Materials and methods

Organisms

The organisms obtained for this study were from clinical cultures submitted to our institutional microbiology laboratory, from patients with various hematologic malignancies and solid tumors, treated between 2012 and 2013. The organisms were obtained for in vitro testing after approval of this study by the Institution Review Board (IRB). To avoid duplication, only one isolate per patient per episode of infection was tested. The majority of these isolates (>85%) were from blood culture specimens.
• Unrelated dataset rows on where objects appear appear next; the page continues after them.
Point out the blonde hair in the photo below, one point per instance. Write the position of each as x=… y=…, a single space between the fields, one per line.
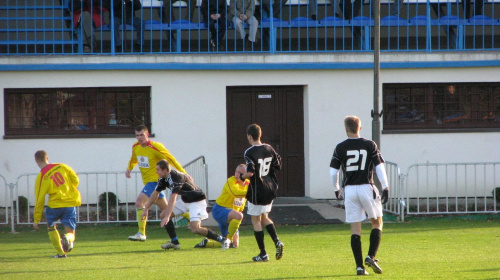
x=41 y=156
x=352 y=124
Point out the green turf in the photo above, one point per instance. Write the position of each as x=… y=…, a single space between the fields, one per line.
x=429 y=249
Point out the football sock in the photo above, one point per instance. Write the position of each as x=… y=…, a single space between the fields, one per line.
x=375 y=236
x=70 y=237
x=259 y=236
x=175 y=240
x=213 y=244
x=140 y=222
x=232 y=228
x=356 y=250
x=185 y=215
x=170 y=227
x=272 y=232
x=55 y=238
x=214 y=236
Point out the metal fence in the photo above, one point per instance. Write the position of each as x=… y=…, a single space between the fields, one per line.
x=452 y=188
x=57 y=26
x=107 y=197
x=394 y=205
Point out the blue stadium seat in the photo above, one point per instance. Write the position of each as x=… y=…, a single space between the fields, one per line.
x=333 y=21
x=393 y=21
x=482 y=20
x=303 y=22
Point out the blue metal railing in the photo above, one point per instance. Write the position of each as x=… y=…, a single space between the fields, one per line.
x=297 y=26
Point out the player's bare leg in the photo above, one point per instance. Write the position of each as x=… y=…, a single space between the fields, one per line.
x=259 y=237
x=170 y=228
x=68 y=239
x=375 y=237
x=139 y=206
x=271 y=229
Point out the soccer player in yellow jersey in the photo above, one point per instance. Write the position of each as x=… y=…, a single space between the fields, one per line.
x=60 y=182
x=227 y=210
x=146 y=154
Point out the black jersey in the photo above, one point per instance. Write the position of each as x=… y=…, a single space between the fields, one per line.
x=182 y=185
x=356 y=157
x=262 y=160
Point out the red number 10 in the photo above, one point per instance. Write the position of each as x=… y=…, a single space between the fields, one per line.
x=57 y=178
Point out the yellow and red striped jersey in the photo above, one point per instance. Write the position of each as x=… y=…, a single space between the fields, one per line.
x=60 y=182
x=147 y=157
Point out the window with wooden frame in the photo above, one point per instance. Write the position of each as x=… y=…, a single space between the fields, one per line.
x=441 y=107
x=75 y=112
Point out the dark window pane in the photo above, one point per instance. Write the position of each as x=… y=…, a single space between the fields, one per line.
x=76 y=111
x=441 y=106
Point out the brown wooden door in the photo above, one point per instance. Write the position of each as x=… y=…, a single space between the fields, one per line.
x=279 y=110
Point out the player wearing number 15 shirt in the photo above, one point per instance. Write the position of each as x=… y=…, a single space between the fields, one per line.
x=261 y=160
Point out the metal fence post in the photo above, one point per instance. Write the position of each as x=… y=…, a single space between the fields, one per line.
x=11 y=187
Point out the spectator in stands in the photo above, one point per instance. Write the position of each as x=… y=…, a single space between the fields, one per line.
x=241 y=11
x=351 y=10
x=168 y=14
x=124 y=13
x=86 y=12
x=215 y=15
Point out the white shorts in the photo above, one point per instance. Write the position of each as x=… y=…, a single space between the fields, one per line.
x=257 y=210
x=359 y=203
x=197 y=210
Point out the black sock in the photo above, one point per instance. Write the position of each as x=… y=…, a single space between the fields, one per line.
x=271 y=229
x=356 y=250
x=170 y=227
x=259 y=236
x=214 y=236
x=375 y=236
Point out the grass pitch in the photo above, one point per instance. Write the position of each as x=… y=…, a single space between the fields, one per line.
x=438 y=248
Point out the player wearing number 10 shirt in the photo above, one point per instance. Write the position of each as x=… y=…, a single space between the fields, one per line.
x=261 y=160
x=357 y=157
x=60 y=182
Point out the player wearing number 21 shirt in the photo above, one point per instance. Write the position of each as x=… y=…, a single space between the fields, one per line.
x=357 y=158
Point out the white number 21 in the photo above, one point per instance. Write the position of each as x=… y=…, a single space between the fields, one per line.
x=265 y=165
x=352 y=163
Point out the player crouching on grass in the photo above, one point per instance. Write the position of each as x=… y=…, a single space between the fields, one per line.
x=192 y=200
x=356 y=157
x=60 y=182
x=227 y=210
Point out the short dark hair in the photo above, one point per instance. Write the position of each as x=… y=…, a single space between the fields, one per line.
x=41 y=155
x=163 y=164
x=255 y=131
x=141 y=127
x=352 y=124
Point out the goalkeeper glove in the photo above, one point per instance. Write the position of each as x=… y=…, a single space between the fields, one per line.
x=385 y=196
x=338 y=195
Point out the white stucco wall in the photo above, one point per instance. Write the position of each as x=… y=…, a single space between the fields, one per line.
x=188 y=116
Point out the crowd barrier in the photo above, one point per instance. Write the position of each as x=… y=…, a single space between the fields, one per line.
x=452 y=188
x=426 y=189
x=107 y=197
x=53 y=26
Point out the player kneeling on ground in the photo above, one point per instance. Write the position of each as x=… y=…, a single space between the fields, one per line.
x=192 y=200
x=227 y=210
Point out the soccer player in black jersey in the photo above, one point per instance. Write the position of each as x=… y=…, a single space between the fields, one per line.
x=192 y=200
x=357 y=157
x=261 y=160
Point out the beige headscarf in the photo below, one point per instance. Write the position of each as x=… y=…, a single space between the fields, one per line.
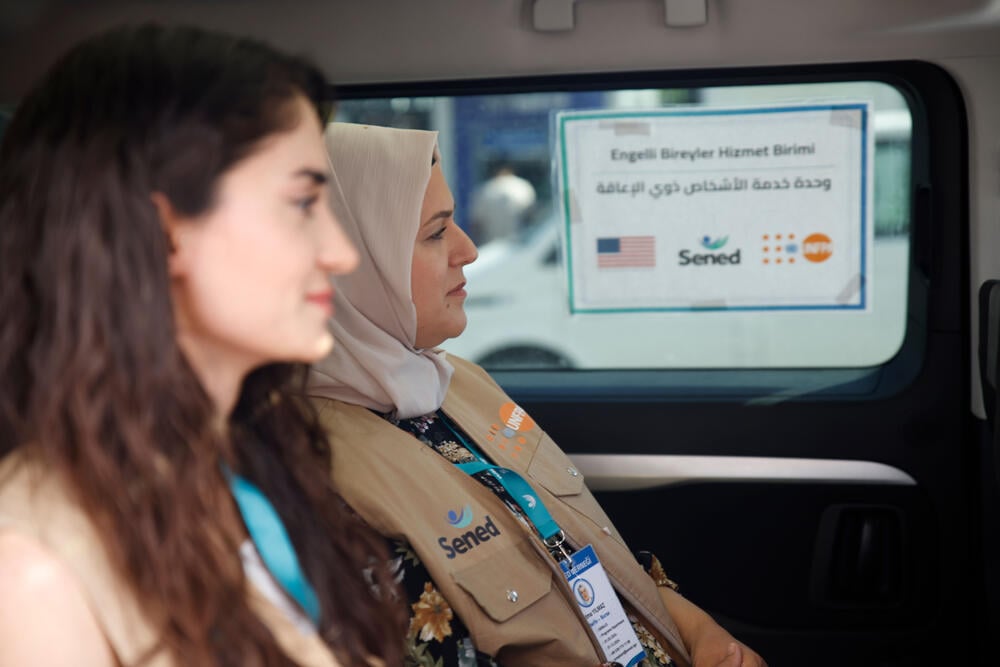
x=379 y=178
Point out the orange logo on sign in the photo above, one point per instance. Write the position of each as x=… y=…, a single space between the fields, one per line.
x=817 y=247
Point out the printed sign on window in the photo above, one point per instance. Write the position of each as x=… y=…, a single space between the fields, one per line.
x=756 y=208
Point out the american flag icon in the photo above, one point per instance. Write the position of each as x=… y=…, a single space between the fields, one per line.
x=626 y=251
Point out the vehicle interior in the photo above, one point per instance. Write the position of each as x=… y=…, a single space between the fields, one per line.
x=815 y=464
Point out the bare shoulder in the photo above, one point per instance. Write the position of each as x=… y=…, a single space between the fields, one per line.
x=44 y=618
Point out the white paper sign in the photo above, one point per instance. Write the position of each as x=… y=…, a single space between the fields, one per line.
x=757 y=208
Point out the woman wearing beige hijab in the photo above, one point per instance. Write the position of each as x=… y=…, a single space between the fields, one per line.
x=480 y=505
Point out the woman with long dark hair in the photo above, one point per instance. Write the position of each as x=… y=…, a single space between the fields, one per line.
x=165 y=253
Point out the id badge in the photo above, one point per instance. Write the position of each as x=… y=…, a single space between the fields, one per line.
x=602 y=609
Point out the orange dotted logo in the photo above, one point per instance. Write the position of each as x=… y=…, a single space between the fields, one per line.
x=513 y=420
x=817 y=248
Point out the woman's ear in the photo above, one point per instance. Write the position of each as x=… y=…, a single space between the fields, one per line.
x=171 y=222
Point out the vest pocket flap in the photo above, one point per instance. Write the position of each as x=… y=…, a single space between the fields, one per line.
x=551 y=468
x=507 y=582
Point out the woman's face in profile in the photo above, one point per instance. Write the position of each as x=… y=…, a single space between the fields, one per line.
x=251 y=276
x=437 y=283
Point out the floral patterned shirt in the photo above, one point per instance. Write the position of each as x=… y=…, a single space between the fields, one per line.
x=437 y=637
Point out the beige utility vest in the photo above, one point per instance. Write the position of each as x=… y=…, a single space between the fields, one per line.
x=502 y=583
x=36 y=504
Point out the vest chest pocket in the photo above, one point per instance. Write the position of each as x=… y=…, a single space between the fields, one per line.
x=551 y=468
x=507 y=582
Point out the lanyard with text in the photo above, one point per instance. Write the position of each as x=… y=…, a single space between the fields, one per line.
x=520 y=492
x=271 y=539
x=592 y=590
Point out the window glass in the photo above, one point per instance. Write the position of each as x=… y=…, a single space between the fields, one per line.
x=501 y=155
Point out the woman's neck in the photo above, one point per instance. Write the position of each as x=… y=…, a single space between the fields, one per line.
x=221 y=374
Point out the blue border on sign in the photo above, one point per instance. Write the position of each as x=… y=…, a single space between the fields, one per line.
x=591 y=115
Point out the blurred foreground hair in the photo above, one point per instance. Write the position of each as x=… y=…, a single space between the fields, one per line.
x=92 y=380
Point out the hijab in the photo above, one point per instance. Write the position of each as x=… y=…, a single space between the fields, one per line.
x=379 y=177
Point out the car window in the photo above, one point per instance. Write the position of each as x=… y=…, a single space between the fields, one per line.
x=501 y=152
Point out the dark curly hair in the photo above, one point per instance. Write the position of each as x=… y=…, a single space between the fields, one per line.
x=92 y=381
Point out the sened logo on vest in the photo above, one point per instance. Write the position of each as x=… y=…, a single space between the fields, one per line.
x=470 y=539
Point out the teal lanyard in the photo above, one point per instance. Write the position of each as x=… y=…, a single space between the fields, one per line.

A few were from other significant clinical sites such as cerebrospinal fluid, wounds and pleural or synovial fluid.

Susceptibility testing

Susceptibility testing was performed using the E-test methodology in accordance with CLSI guidelines (25). Appropriate control strains (S. aureus ATCC 29213 and Enterococcus faecalis ATCC 29212) were used to ensure the accuracy and validity of our results. Drug concentrations that inhibited growth of 50 and 90% of isolates (MIC50 and MIC90 values, respectively) were calcd only if 10 isolates of a particular species were available for testing. When fewer than 10 isolates were available, MIC ranges were reported.